The main difference is in responsibility of tax payment. Once RIPE will
"sell services" with payment diferenciation based od ammount of assets
held by each member, taxation will be based od laws valid in one
specific country based on HQ location. This is my simplification (I'm
not a lawyer), but this was discussed in deep in past - and all relevant
mailing-list archives are public.... so if you're interested, you can
deep dive into these past discussions - there's no reason to raise them
again... I don't see reason to repeat such discussion.
        

>> What you are describing is "sale of goods" - and that is a problem
>> because it would make the addresses the NCC has in stock a taxable
>> asset.
> 
> 10.2 of ripe-673 states that allocations are not granting any
> ownership, thus RIPE is not selling anything but only granting usage.
> Just like a hosting provider can lend storage space. Imo IPs are
> already a taxable asset (as are the disks of the hosting provider) just
> because of the IP market created by RIPE. So closing the IP market and
> replacing it with a financial model which more or less forces companies
> to return unused (or otherwise wasted) IPs would be the way to go.

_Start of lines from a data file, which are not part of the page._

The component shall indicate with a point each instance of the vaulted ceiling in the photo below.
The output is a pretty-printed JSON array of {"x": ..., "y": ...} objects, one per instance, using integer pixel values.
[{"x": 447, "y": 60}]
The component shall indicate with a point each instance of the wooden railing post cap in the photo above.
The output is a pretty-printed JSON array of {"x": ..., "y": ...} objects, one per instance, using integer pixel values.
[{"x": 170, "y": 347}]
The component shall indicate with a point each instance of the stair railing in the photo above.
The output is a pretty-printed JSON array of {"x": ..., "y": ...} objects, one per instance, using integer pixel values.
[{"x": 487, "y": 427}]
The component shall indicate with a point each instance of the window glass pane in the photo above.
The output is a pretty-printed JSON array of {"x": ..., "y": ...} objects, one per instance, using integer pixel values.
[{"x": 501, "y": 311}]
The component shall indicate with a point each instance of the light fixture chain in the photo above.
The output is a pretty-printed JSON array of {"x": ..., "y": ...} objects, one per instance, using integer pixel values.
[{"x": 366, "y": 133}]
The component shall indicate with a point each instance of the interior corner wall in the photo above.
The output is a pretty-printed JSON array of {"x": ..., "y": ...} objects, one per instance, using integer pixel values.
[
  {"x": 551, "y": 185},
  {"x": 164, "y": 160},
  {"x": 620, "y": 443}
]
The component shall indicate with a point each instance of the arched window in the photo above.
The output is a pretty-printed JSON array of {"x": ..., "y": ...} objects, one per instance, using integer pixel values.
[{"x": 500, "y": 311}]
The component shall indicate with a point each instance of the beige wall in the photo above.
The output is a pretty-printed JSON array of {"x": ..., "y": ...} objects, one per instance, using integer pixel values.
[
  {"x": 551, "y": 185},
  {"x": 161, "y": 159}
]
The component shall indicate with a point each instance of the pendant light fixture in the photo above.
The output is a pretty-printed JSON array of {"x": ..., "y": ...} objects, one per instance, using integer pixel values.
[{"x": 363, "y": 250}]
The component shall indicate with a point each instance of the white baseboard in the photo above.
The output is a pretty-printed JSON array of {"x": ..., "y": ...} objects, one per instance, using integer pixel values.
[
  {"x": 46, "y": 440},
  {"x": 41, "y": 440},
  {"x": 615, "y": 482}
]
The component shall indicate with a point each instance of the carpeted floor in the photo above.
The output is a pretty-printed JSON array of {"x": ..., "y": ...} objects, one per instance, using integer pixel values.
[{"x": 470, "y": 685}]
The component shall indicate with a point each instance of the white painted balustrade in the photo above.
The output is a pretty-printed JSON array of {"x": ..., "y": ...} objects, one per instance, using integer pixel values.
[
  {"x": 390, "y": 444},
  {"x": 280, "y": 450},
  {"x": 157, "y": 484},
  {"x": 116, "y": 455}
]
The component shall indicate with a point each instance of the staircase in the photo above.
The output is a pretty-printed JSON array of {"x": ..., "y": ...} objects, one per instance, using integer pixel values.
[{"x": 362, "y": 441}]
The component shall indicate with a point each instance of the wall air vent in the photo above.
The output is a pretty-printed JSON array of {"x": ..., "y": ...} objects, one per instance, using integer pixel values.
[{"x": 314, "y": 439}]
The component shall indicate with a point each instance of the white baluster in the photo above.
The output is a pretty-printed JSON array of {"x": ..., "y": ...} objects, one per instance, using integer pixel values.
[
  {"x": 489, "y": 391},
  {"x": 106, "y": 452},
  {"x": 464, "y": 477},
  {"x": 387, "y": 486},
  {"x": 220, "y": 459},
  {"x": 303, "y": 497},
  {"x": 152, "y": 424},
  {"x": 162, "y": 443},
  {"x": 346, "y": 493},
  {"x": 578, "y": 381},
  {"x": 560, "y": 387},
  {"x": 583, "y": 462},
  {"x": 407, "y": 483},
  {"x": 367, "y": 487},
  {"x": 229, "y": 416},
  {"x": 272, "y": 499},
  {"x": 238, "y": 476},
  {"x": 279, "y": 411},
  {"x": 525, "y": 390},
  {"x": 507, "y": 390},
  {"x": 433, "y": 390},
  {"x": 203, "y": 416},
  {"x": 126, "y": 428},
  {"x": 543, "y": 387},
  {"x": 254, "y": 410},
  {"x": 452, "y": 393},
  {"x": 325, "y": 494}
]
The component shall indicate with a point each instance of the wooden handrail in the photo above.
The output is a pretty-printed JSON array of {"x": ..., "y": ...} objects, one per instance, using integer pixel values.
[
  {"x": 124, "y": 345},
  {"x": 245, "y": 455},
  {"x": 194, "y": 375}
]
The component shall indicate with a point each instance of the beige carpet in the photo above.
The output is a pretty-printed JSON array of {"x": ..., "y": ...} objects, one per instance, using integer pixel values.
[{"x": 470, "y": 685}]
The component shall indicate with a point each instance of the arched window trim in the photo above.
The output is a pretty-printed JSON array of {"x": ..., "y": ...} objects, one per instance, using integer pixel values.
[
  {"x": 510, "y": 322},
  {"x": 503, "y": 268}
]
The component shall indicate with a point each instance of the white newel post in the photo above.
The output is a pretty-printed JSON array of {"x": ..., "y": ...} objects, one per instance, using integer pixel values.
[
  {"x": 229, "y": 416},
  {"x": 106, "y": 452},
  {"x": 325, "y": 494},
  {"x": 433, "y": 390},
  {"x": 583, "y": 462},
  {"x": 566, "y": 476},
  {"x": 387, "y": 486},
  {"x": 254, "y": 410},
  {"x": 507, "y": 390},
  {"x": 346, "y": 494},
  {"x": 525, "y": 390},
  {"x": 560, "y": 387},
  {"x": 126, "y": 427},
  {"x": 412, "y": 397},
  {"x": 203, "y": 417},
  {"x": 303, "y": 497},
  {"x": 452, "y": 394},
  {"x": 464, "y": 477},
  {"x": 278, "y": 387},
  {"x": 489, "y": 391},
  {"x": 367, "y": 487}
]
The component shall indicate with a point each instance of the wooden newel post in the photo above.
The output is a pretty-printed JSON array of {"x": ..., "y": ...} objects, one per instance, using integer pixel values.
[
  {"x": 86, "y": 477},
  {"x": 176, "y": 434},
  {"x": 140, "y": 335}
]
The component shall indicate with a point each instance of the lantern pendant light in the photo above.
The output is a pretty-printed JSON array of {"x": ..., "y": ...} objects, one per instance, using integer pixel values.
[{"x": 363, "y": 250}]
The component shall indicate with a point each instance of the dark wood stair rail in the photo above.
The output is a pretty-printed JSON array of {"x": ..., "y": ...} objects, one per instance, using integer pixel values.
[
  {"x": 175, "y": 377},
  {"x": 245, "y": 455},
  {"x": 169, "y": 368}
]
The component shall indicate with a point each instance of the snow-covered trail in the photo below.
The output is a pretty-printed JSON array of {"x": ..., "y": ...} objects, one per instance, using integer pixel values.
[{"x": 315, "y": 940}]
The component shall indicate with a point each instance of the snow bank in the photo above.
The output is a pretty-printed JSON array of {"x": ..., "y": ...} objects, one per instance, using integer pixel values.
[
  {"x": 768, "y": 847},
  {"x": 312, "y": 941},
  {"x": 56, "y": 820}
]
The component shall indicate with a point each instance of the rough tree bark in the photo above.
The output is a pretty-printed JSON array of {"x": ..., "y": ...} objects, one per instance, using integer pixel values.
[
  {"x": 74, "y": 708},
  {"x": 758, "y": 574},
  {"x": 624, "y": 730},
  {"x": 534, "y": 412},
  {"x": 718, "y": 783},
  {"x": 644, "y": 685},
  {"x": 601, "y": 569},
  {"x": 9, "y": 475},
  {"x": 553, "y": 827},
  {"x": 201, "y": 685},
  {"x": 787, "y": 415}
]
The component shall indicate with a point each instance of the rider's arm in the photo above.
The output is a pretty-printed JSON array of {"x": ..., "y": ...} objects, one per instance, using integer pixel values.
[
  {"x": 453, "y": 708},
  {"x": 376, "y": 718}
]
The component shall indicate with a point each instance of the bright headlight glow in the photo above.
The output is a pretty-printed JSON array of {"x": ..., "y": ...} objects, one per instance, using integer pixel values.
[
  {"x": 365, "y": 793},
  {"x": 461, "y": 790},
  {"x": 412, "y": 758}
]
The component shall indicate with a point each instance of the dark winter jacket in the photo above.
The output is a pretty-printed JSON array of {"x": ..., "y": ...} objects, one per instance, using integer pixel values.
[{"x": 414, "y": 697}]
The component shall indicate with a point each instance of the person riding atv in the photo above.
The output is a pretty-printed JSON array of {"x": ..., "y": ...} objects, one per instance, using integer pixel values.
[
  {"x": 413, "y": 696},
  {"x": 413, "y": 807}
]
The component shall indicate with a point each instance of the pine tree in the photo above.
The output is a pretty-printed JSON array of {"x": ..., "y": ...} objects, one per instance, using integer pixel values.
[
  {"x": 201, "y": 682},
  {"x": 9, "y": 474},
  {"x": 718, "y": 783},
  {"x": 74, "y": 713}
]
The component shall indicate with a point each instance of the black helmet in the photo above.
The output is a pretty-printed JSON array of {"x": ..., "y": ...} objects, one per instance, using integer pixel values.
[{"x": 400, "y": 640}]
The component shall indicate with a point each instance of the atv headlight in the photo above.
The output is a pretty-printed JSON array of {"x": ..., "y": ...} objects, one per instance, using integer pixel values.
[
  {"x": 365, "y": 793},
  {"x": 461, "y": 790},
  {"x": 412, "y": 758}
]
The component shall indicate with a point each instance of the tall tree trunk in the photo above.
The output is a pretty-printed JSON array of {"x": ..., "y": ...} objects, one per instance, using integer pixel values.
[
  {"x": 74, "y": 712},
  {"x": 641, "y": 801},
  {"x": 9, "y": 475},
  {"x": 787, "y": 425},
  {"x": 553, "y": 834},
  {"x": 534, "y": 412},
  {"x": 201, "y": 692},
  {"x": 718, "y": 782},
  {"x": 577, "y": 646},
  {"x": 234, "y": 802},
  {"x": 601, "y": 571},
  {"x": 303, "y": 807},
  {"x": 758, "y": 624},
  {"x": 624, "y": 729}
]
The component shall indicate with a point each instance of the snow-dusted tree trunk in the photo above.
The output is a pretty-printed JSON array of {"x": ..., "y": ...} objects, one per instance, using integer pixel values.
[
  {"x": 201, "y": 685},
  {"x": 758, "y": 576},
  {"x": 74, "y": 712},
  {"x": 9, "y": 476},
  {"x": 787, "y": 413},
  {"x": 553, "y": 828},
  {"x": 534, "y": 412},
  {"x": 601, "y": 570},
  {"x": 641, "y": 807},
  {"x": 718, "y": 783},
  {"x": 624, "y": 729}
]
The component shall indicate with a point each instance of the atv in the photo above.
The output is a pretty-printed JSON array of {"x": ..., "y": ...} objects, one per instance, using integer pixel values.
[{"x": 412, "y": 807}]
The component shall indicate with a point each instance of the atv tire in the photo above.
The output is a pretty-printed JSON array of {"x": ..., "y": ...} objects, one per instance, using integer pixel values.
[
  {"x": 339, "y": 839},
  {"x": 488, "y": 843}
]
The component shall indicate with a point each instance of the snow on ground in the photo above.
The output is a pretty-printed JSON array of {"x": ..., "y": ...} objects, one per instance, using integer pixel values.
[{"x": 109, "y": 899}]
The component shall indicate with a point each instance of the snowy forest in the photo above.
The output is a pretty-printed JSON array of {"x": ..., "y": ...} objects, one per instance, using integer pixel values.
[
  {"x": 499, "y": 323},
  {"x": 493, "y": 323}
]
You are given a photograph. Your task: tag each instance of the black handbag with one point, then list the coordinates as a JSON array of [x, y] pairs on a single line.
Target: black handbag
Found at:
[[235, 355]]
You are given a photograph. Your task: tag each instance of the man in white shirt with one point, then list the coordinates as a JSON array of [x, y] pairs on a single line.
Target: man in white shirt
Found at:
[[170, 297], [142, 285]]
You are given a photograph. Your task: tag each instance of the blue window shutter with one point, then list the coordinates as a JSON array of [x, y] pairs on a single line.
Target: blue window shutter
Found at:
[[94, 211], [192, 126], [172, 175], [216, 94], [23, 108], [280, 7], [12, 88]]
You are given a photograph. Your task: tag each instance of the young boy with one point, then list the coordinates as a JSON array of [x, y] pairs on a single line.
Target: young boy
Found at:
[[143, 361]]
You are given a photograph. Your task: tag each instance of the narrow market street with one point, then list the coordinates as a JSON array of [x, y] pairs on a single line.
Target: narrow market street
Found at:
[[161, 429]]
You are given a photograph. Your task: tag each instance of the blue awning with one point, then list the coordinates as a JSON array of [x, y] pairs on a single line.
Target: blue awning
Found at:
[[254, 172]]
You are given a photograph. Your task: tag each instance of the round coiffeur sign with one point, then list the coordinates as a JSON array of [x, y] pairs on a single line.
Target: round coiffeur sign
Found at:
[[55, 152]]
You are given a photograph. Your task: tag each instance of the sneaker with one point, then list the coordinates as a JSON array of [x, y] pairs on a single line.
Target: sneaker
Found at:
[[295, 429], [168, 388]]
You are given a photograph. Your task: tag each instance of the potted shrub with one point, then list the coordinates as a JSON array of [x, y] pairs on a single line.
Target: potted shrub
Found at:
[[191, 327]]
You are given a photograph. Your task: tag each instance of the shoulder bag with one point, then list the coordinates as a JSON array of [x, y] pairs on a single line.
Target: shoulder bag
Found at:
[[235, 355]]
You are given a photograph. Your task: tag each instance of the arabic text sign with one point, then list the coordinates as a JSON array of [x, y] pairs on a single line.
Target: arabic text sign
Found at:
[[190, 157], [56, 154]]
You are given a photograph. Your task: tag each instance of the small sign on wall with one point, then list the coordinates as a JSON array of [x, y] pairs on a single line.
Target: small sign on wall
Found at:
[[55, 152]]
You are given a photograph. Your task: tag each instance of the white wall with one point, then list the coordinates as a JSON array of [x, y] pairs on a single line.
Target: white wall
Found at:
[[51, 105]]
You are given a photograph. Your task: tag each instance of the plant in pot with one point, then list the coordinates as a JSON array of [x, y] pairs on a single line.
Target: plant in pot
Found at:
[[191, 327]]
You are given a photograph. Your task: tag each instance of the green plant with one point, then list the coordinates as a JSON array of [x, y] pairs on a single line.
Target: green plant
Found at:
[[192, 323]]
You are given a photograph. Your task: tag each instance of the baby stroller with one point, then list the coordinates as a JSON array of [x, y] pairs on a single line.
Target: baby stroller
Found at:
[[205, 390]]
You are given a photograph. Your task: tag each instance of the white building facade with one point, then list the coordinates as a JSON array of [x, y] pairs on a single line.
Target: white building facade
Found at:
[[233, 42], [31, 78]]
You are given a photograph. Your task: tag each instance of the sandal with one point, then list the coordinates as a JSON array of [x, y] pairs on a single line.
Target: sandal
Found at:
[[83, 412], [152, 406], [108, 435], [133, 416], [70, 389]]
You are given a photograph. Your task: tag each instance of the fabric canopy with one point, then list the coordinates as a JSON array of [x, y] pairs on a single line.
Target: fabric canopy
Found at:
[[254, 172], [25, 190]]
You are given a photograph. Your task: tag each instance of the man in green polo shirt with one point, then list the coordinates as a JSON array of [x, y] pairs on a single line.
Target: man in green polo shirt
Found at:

IP market is not created *only* by RIPE. There're other RIRs, with their
own policies.. and also legacy resource holders having their allocations
before RIRs scheme were introduced. And of course, legacy resource
holders (holding "class A / class B") ranges can sell their assets
independently on some RIR policy... this market is more complicated.

And also current RIPE policies doesn't break ability to earn more than
one allocation (currently limited to /22) to single real entity
(represented by multiple legal persons). It's happening already in large
scale. In this perspective, limiting new allocations only to /24 (as
proposed by 2019-02) introduces additional complication to these
"speculative" members violating current policy spirit... simply by
making their approach harder to implement.